Oito anos depois do seu último projeto, Lee Chang-Dong regressa com “Em Chamas” (“Beoning”), o representante da Coreia do Sul na corrida ao Óscar de Melhor Filme Estrangeiro de 2019.
Vagamente baseado no conto “Barn Burning”, de Haruki Mirakami, e também em peças de William Faulkner, “Em Chamas” é uma narrativa de menos tensão e mais reflexão, que tem como protagonista “um jovem Faulkner que vive no mundo de Murakami”, de acordo com Lee Chang-Dong.
Lee Jong-su (Ah-In Yoo) é um jovem que passa por problemas familiares: a sua mãe abandonou-o enquanto jovem e o seu pai encontra-se em tribunal devido ao seu temperamento explosivo. Assim, Jong-Su, licenciado, mas sem emprego permanente, caminha à margem do mundo, realizando as tarefas do dia-a-dia necessárias ao sustento próprio, até ser encontrado por Shin Hae-Mi (Jeon Jong-Seo), uma amiga de infância, que vê nele o candidato ideal para cuidar do seu gato (um gato de Schrödinger) enquanto ela viaja para África, numa procura faminta pela ”Grande Fome” e pela resposta pelo sentido da vida. Ao voltar de viagem, Hae-Mi abre a Jong-Su o mundo de Ben, um jovem rico, afável, calmíssimo e perturbador que atiça fogo ao relacionamento dos dois amigos.
“Em Chamas” poderá ou não envolver-se em torno de um possível assassinato – nada é certo. O thriller faz parte da carreira de Chang-Dong, mas aqui a essência da produção é a possibilidade de ter existido ou não um crime.
As três personagens são escamosas: a face de Ben (Steven Yeun) é benevolente e difícil de sofrer julgamento – é pacifista e afável, ao contrário de Jong-Su, apressado, inquieto e neurótico. Hae-Mi é sonhadora, uma miúda do campo, uma jovem social, o sonho de um homem e a efemeridade de outro.
Ah-In Yoo consegue transpor a génese da instabilidade emocional do protagonista e a ardência interna para o horizonte, quando, por exemplo, se masturba no quarto da sua amiga enquanto olha pela janela, até a sua obsessão tomar conta da narrativa.

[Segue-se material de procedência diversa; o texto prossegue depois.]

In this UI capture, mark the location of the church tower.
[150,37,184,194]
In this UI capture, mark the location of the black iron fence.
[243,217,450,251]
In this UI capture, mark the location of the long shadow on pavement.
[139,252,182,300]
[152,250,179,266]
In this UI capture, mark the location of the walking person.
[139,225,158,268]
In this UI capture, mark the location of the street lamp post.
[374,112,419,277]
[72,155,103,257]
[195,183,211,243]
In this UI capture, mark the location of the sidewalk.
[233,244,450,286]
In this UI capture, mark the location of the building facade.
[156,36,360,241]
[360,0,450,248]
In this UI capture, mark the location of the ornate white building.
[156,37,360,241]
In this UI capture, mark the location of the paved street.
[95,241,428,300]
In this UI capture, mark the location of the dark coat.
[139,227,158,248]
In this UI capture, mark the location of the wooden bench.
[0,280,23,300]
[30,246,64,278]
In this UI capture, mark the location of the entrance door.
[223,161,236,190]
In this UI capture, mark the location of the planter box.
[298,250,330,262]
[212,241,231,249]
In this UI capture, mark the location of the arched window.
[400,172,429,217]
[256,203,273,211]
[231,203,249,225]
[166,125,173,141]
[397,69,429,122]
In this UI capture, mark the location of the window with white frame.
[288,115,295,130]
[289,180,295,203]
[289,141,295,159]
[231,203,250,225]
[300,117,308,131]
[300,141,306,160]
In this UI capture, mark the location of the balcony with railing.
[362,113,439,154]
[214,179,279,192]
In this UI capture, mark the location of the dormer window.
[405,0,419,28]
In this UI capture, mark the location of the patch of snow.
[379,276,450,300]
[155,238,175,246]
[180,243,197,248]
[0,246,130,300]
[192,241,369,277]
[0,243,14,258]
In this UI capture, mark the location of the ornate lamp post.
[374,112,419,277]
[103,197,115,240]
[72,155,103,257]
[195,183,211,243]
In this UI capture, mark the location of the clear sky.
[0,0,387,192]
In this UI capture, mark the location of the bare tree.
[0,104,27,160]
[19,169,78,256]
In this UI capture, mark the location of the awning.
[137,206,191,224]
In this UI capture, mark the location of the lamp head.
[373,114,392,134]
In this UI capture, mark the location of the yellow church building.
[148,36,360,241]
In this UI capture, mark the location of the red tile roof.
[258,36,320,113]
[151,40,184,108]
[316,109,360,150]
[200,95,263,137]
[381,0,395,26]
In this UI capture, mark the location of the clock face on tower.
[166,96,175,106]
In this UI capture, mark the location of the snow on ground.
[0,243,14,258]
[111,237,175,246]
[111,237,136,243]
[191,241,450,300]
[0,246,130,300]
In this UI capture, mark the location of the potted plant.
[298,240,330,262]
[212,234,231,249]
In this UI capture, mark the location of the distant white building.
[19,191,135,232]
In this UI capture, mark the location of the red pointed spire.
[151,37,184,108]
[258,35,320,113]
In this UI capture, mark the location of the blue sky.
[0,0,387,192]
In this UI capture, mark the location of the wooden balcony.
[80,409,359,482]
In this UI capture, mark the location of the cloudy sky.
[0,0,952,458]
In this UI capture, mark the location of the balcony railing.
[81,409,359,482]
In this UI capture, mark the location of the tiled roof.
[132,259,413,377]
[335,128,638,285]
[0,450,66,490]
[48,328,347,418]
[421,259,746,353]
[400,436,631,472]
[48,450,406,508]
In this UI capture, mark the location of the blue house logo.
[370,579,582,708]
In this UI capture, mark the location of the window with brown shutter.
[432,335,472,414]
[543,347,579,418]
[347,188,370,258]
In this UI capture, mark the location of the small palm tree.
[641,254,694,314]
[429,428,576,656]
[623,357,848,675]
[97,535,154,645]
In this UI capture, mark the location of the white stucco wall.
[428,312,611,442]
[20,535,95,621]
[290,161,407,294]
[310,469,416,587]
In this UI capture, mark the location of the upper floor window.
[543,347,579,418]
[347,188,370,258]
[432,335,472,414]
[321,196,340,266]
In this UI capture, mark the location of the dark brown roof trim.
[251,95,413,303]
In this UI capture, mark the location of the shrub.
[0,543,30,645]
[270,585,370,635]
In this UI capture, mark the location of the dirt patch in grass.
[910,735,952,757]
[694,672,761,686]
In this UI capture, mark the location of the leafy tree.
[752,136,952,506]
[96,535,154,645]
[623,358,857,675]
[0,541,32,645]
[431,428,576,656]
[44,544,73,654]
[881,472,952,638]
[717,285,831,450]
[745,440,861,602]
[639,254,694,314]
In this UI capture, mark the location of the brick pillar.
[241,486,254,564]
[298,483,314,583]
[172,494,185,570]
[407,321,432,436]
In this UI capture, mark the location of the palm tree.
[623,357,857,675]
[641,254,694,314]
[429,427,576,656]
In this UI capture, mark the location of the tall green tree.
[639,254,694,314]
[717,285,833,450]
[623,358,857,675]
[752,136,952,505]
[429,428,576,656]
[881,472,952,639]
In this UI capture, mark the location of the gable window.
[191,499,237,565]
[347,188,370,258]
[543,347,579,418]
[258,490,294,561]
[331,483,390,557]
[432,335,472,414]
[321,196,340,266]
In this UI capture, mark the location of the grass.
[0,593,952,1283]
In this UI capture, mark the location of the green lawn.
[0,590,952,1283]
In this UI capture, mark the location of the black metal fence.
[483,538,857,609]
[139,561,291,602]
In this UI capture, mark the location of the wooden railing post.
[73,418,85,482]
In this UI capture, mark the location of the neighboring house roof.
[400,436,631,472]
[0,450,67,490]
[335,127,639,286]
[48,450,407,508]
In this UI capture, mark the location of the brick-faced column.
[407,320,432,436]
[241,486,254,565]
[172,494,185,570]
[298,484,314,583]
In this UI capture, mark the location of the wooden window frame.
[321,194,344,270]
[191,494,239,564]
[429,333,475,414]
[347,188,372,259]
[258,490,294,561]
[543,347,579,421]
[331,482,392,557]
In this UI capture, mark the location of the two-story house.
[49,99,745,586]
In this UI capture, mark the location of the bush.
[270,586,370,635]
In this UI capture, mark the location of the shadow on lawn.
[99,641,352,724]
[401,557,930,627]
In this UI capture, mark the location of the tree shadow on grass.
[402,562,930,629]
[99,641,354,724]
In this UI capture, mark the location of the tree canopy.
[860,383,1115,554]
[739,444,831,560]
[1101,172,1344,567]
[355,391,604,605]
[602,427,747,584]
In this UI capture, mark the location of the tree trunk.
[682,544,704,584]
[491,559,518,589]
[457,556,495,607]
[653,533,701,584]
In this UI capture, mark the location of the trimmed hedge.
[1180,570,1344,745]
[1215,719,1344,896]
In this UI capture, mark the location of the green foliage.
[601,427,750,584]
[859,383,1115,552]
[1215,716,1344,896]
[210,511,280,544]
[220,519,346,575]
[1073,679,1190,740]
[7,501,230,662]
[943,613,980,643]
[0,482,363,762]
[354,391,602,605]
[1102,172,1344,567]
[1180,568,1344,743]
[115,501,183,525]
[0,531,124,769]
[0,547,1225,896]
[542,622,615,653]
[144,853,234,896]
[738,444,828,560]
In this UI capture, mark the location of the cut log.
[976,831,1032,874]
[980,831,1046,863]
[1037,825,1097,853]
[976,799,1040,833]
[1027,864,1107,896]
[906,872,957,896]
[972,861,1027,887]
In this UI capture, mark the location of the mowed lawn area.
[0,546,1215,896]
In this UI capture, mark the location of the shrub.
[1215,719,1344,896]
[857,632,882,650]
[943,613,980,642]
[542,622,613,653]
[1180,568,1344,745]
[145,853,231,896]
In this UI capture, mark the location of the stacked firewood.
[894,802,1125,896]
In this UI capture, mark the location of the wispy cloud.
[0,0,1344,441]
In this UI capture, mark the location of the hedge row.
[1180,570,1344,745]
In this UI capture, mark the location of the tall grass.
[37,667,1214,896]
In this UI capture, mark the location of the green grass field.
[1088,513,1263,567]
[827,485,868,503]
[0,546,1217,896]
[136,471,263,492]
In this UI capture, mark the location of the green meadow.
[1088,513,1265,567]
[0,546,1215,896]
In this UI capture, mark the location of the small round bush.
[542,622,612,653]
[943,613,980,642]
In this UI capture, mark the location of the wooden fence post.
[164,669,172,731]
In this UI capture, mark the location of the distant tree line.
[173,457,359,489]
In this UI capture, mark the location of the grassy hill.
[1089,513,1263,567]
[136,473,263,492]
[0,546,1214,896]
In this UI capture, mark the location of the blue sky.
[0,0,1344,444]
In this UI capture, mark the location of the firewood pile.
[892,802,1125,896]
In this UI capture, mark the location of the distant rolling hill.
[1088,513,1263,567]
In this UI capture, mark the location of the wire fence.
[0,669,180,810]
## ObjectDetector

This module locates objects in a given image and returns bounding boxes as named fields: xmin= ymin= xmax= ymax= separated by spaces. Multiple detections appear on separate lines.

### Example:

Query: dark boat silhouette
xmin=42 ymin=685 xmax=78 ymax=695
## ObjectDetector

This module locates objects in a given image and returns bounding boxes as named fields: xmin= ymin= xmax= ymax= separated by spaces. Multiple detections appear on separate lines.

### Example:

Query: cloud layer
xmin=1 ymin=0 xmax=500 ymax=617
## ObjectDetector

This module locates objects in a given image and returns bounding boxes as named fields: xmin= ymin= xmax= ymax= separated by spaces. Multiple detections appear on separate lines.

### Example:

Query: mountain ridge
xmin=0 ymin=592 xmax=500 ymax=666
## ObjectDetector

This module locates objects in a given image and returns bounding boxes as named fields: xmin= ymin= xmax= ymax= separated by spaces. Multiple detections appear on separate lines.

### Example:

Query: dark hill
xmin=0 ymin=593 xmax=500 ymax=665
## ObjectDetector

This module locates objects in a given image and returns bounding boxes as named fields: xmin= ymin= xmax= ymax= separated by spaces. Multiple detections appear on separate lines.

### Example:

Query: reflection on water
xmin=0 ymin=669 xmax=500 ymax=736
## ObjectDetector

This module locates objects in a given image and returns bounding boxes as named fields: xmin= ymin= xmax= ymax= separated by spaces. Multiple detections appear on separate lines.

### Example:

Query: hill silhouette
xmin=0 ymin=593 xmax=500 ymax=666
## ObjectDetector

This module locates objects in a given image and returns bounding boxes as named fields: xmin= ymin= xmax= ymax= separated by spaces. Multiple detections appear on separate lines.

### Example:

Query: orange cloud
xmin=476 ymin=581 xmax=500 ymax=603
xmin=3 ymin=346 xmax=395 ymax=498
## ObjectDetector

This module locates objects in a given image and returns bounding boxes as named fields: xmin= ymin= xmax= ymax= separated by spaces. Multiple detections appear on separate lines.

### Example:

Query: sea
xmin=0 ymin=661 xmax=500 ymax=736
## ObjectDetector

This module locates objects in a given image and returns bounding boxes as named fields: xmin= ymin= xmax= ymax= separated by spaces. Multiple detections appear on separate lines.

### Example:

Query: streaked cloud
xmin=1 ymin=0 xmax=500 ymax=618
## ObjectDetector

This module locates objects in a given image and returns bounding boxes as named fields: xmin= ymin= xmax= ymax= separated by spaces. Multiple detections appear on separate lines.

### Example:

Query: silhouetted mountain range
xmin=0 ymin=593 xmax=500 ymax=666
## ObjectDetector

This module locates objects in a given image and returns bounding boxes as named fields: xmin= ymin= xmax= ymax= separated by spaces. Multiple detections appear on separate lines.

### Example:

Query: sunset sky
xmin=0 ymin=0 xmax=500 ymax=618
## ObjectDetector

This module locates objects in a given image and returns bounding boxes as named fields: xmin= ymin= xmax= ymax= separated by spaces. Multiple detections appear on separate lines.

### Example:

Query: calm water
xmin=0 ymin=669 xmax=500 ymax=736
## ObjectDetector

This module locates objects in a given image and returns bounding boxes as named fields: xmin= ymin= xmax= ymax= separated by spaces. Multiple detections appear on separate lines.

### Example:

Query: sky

As diferenças entre classes sociais são distintas, se bem que despontam de volta e meia no filme de forma subtil. Ben tem uma boa educação e dinheiro na carteira e pode realmente sair incólume dos crimes que comete, cujas vítimas são raparigas do interior, descartáveis, com o sonho de singrar na capital.
Jong-Su é escritor, mas não consegue começar a escrever o romance que poderá lançar a sua carreira – preocupa-se em ganhar dinheiro para o seu sustento, para ter uma certa qualidade mínima de vida, nunca na vida podendo competir com Ben, um jovem tão abastado – “Como é que se pode viver assim com aquela idade?”, questiona-se Jong-Su a dado momento.
Um homem com já tudo o que quer na vida tão jovem, farta-se do que tem e procura algo que o entretenha, que não o faça sentir-se um morto-vivo. Quando Ben fala de “queimar estufas”, fala de algo mais cruel. Ele sente a necessidade de “queimar”, incendiar vidas “vivas” e insaciáveis – é esse o seu combustível.
As questões políticas não são cruciais aqui, mas não deixam de ser relevantes: a cidade natal de Jong-Su é Paju, que faz fronteira com a Coreia do Norte, e ajuda à tensão da narrativa (não é por acaso que Donald Trump aparece a discursar numa televisão) – existem tensões distantes, subtis, presentes, que afetam todos num mundo globalizado.
A longa sobressai-se pela sua direção de arte, montagem e fotografia. Umas das cenas mais poderosas é a dança de Hae-Mi em frente ao pôr-do-sol, perto do muro que divide as coreias, poderoso e marcante. Usa sempre uma paleta de cores quentes, até nos momentos mais obscuros, mas sempre explosivos.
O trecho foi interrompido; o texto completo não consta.